First and foremost, it’s where my family are from. My grandad was born in Lahore. His father was in charge of operating the railways in India during partition in 1947. My mum briefly grew up there and did her undergraduate studies at Government College, Lahore. I’ve unfortunately never ventured out there, and although I’m trying to make it an aim within the next two years, I still feel some trepidation about visiting a country where my family have so much history, and not all of it good…
I’ve heard hundreds of stories from both my grandad and mum, explaining the beauties of living there and how much they long to return. But, with our family being as dysfunctional as it is, a visit over there could be met with varying degrees of hostility.
So, I guess you could say that from hearing a plethora of family tales about Pakistan, I’ve naturally developed a vested interest.
Also, let us not forget its gargantuan size, with a population of 197 million people. It’s an emerging economic power, with an ever-growing relationship with China and, oh yeah, it’s in the middle of a conflict with India over Kashmir. So, if you ask me, it’s pretty interesting anyway.
But who is the leader of a country with so much political corruption, conflict and military intimidation?
Unlike most politicians, Imran was a successful cricketer who captained the Pakistan National Team to World Cup glory in 1992. Like most young sportsmen, he was a bit of a playboy and his celebrity status meant he was also one of Pakistan’s most successful exports.
So, as one of the most talked-about sportsmen on the planet, how did he go from cricketer to politician? He’d made it clear in various interviews that politics was not for him. However, just in case we didn’t already know, anyone who says that usually ends up doing exactly the opposite.

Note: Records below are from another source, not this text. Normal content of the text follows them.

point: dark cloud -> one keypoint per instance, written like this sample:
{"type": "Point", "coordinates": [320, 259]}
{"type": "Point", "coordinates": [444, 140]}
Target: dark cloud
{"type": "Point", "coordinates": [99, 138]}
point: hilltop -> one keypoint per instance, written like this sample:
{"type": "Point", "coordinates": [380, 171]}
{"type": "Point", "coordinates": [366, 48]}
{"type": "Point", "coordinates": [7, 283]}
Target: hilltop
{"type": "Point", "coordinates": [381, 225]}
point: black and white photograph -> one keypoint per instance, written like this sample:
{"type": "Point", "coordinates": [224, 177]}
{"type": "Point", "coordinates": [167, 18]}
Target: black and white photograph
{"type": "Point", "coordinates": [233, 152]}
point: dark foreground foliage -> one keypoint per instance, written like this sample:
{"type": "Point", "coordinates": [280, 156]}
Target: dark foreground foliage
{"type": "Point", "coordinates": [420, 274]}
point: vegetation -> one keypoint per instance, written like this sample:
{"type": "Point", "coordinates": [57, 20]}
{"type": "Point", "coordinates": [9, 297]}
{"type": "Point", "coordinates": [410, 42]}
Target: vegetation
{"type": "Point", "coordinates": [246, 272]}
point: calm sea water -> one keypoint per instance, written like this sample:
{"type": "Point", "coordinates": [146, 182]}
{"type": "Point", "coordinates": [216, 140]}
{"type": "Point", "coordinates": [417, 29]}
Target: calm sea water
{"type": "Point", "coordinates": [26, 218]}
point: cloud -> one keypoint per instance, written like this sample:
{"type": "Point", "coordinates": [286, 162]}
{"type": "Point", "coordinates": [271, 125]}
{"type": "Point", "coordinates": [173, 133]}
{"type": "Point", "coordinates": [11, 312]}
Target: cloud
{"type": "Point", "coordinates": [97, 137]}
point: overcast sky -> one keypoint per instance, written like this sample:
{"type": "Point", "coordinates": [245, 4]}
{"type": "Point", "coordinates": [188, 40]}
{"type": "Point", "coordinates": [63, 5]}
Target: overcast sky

In 1996, Imran founded the political party PTI (Pakistan Tehreek-e-Insaf). Its political leaning is that of a liberal/centrist party, and although I don’t claim to be a world expert on Mr Khan, what doesn’t surprise me is that he created this centrist Pakistani movement around the same time that both Tony Blair came to power (a fellow centrist) and Bill Clinton was also President of the United States (the man who kicked off the whole centrist trend in modern times).
Maybe he was inspired by the two of them – who knows? Yet, despite this, I wouldn’t really come to the conclusion that Imran Khan was somebody who upheld a great many liberal values. He has spoken previously about promoting feminism, yet this is the same man who failed to condemn (i.e. endorsed) the terrorist group that shot Malala Yousef and, in the eyes of his government, a single mother is not allowed to be recognised as the head of the household. These are just a few examples of Imran failing to stand up for the women in his society.
Questions should also be raised about the army’s involvement in Prime Minister Khan’s ascent to office. Since partition in the 1940s, Pakistan’s military has seen either direct or indirect control over the government. The army has used their influence and backed candidates who have then gone on to be elected, which – surprise, surprise! – last time round was Imran.
One method of intimidation has been trying to control how journalists and media companies portray their candidates, obviously seeking as favourable coverage as possible. This is hardly the mark of a true liberal. A true liberal shouldn’t shy away from amicable debate, a true liberal shouldn’t seek assistance from a military group in order to seal a democratic victory and a true liberal shouldn’t cower from terrorist groups or seek to limit the free speech of an entire nation.
There is nothing clever or liberal about Prime Minister Khan’s leadership.